Math lab can offer solutions


Dorthy Enomoto checks her answers in the Math Lab. The lab is open from 8:30 a.m. to 8 p.m. M-Th and 8:30 a.m to 3 p.m. on Friday

Steven Luke

When should students procrastinate on taking math courses? Never. Math may be the most frustrating class some for students, but holding off on taking your math courses could extend your stay by as many as four semesters for your associates degrees, or five to transfer.

New students enroll in LMC straight out of high school if shown that they passed Algebra 2 in high school with a C or better and move straight into Math 34 for their AA. Students who did not pass Algebra 2 in high school, or those who come to LMC later on, must take an assessment test to see what math they assess into.

Counselor Jeff Dale said LMC encourages all incoming high school students to pass Algebra 2 to avoid this issue. Dale said that students who bring in a transcript showing they have already passed Algebra 2 can go straight into Math 34: Introduction to Statistics, which meets the Math requirement for transfer colleges.

Darcy Anielski came back to school after six years and had to take an assessment test to enroll in math. Darcy tested into Math 30 and is working through her first class during her first semester. But not all students test straight into Math 30 and those who test into the lower levels such as Math 004, 007 or 009 could take four semesters to catch up.

There are tools to help you if you are afraid of taking math. The LMC Math Department runs a Math Lab with plenty of teachers and tutors available in it to assist you.

“Most conceptual understanding needs to be built in one-on-one instructional opportunities where the student does most of the talking and writing,” said Mathematics Instructor Jim Cohen, one of the many teachers in the Math Lab who assist students in need.

Dale said the Math Lab is important to students enrolled in math courses. He encourages everyone to do their math homework in the lab, so they can ask for help if they encounter a problem completing an assignment.

Anielski said she spends at least two hours a week in the Math Lab, adding that she has never felt intimidated and every tutor and teacher she has encountered has been helpful.

“I needed help with how to use a graphing calculator properly, and the tutors are great with explaining how to solve all kinds of problems,” she said.

Although she believes she can pass Math 30 without the Math Lab, Anielski admits it will come in handy for future math classes.

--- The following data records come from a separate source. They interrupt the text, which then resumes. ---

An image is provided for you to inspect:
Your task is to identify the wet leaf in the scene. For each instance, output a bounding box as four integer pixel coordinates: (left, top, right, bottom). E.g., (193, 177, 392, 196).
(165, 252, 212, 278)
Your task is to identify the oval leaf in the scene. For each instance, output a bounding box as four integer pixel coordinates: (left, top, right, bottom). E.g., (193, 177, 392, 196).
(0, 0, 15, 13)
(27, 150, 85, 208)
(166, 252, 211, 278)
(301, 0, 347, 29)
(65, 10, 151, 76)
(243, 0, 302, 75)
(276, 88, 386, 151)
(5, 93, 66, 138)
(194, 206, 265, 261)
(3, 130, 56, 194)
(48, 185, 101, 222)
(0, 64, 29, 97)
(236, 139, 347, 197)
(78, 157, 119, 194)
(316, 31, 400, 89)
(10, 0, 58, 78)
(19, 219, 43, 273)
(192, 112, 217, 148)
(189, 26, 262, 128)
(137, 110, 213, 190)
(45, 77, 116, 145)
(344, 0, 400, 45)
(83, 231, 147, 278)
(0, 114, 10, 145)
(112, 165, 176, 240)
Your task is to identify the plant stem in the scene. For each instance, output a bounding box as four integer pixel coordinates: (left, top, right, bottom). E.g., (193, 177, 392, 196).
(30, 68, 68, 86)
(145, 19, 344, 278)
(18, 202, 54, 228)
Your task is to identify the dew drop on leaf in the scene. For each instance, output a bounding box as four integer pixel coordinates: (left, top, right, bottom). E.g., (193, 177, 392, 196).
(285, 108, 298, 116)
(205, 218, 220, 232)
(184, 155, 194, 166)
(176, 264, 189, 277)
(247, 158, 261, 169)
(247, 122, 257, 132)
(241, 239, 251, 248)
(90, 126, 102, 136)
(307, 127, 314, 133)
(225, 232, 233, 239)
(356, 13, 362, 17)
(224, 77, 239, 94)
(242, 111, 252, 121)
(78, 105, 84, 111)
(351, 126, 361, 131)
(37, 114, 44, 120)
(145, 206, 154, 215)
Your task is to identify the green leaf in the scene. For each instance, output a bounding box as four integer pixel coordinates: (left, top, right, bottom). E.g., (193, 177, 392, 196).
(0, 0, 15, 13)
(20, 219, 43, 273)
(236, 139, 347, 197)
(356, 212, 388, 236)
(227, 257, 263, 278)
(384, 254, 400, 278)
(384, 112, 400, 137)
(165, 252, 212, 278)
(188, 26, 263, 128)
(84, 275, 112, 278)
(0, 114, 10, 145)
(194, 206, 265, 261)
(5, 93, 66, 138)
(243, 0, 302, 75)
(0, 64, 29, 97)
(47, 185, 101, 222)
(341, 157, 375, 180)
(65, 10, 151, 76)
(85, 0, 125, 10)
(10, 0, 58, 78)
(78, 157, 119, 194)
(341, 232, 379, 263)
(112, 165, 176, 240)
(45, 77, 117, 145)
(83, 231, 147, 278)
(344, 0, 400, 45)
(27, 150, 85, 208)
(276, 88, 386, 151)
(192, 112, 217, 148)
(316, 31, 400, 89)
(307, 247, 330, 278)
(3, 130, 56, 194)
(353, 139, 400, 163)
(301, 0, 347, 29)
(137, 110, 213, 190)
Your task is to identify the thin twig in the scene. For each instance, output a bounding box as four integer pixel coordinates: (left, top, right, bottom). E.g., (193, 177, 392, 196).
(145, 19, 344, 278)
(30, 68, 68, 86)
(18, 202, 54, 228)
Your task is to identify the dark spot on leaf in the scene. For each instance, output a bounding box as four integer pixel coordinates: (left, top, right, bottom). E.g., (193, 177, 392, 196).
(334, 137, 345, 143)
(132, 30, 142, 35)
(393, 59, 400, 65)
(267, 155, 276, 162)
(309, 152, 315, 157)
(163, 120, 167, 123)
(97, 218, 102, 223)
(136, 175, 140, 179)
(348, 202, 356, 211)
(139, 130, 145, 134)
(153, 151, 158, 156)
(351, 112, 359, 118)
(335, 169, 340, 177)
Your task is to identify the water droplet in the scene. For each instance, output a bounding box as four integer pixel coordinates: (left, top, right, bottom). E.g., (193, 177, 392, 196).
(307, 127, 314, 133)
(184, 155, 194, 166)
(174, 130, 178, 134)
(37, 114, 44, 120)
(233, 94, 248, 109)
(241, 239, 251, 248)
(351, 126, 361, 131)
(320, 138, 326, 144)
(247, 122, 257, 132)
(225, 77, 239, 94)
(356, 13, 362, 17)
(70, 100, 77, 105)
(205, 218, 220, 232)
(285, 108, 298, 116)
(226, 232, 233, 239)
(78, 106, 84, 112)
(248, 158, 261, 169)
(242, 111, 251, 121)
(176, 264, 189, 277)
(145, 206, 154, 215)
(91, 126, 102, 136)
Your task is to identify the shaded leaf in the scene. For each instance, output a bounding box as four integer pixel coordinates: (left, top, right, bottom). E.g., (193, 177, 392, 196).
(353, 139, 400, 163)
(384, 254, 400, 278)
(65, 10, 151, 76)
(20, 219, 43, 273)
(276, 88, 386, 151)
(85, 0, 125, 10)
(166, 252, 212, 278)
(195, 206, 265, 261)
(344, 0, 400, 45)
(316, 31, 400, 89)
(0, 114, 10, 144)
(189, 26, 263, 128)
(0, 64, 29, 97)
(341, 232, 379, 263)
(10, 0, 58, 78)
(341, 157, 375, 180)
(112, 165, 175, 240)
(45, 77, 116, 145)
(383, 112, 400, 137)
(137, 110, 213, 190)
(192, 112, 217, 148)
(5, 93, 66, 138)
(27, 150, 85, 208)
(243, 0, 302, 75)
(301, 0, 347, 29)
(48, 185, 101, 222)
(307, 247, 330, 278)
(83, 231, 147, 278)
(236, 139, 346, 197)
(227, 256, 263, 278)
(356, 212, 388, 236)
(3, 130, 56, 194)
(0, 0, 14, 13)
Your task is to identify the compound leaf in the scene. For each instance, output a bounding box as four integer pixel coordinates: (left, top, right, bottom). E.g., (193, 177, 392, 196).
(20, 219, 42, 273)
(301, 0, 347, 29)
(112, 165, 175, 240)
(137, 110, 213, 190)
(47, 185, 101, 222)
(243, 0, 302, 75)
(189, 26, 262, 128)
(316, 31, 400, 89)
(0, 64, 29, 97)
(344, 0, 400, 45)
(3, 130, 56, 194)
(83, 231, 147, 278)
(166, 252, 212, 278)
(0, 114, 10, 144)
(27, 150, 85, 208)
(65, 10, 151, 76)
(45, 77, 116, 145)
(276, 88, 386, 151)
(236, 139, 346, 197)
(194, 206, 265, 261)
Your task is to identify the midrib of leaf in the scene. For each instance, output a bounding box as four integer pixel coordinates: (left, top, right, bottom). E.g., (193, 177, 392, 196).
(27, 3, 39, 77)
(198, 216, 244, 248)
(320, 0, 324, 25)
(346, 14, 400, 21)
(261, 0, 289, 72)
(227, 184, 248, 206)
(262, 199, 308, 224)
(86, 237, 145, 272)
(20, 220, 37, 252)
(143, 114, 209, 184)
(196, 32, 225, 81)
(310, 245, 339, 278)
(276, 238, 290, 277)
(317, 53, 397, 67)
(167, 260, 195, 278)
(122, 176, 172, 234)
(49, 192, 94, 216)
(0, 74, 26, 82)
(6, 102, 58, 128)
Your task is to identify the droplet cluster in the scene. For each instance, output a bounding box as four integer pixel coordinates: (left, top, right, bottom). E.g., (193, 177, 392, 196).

Even with the Math Lab and all of the tutors and teachers who are available, there are still students who just do not understand math. Dale understands that this will always be an issue.

“Math is the area that probably causes the most problems for students and the most stress,” Dale said, noting that he has seen many students who put off math until the end of their college careers and it tends to add semesters onto their academic career.

Although math can sometimes seem like a foreign language to students, there are many tutors and teachers ready and willing to help.

If you are still unsure about taking math, then stop by the Math Lab on the main campus on the first floor of the Math Building from 8 a.m. to 8 p.m., Monday through Thursday or 8 a.m. to 3 p.m. Friday. If you’re at the Brentwood campus, go to Room 15 from 8:30 a.m. to 7 p.m., Monday through Thursday or 10 a.m. to 2 p.m. Friday.